Meet the algorithm that can learn “everything about anything” by Dennis Harris.
From the post:
One of the more interesting projects is a system called LEVAN, which is short for Learn EVerything about ANything and was created by a group of researchers out of the Allen Institute for Artificial Intelligence and the University of Washington. One of them, Carlos Guestrin, is also co-founder and CEO of a data science startup called GraphLab. What’s really interesting about LEVAN is that it’s neither human-supervised nor unsupervised (like many deep learning systems), but what its creators call “webly supervised.”
(image omitted)
What that means, essentially, is that LEVAN uses the web to learn everything it needs to know. It scours Google Books Ngrams to learn common phrases associated with a particular concept, then searches for those phrases in web image repositories such as Google Images, Bing and Flickr. For example, LEVAN now knows that “heavyweight boxing,” “boxing ring” and “ali boxing” are all part of the larger concept of “boxing,” and it knows what each one looks like.

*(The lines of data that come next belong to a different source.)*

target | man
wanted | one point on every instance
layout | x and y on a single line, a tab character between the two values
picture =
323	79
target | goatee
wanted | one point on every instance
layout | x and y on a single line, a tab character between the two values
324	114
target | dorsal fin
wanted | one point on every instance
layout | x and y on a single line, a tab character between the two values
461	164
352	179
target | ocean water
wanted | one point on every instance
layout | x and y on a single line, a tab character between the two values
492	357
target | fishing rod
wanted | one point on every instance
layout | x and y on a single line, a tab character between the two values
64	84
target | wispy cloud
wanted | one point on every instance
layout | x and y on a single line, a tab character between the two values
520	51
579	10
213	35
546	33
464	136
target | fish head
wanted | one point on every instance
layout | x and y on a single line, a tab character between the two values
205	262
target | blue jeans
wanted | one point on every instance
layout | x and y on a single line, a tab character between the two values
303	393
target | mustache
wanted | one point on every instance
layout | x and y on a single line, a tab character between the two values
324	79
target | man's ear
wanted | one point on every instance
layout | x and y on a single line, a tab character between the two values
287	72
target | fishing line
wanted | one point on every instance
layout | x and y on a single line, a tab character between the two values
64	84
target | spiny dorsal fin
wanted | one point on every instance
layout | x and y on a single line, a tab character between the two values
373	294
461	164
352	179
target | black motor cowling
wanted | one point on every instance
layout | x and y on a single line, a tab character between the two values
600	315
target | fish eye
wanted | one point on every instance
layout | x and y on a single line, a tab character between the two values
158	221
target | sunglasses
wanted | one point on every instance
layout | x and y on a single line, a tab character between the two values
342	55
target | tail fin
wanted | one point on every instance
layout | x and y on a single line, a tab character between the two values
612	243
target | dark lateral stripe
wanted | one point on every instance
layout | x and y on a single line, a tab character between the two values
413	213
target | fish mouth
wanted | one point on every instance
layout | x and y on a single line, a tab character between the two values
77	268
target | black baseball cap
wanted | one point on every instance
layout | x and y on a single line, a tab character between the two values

When I said “sort of” in the title I didn’t mean any disrespect for LEVAN. On the contrary, the researchers limiting LEVAN to Google Book Ngrams and images is a brilliant move. That limits LEVAN to the semantic debris that can be found in public image repositories but depending upon your requirements, that may be more than sufficient.
The other upside is that despite a pending patent, sigh, the source code is available for research/academic purposes.
What data sets make useful limits for your AI/machine learning algorithm? Your application need not understand intercepted phone conversations, Barbara Walters, or popular music, if those are not in your requirements. Simplifying your AI problem may be the first step towards solving it.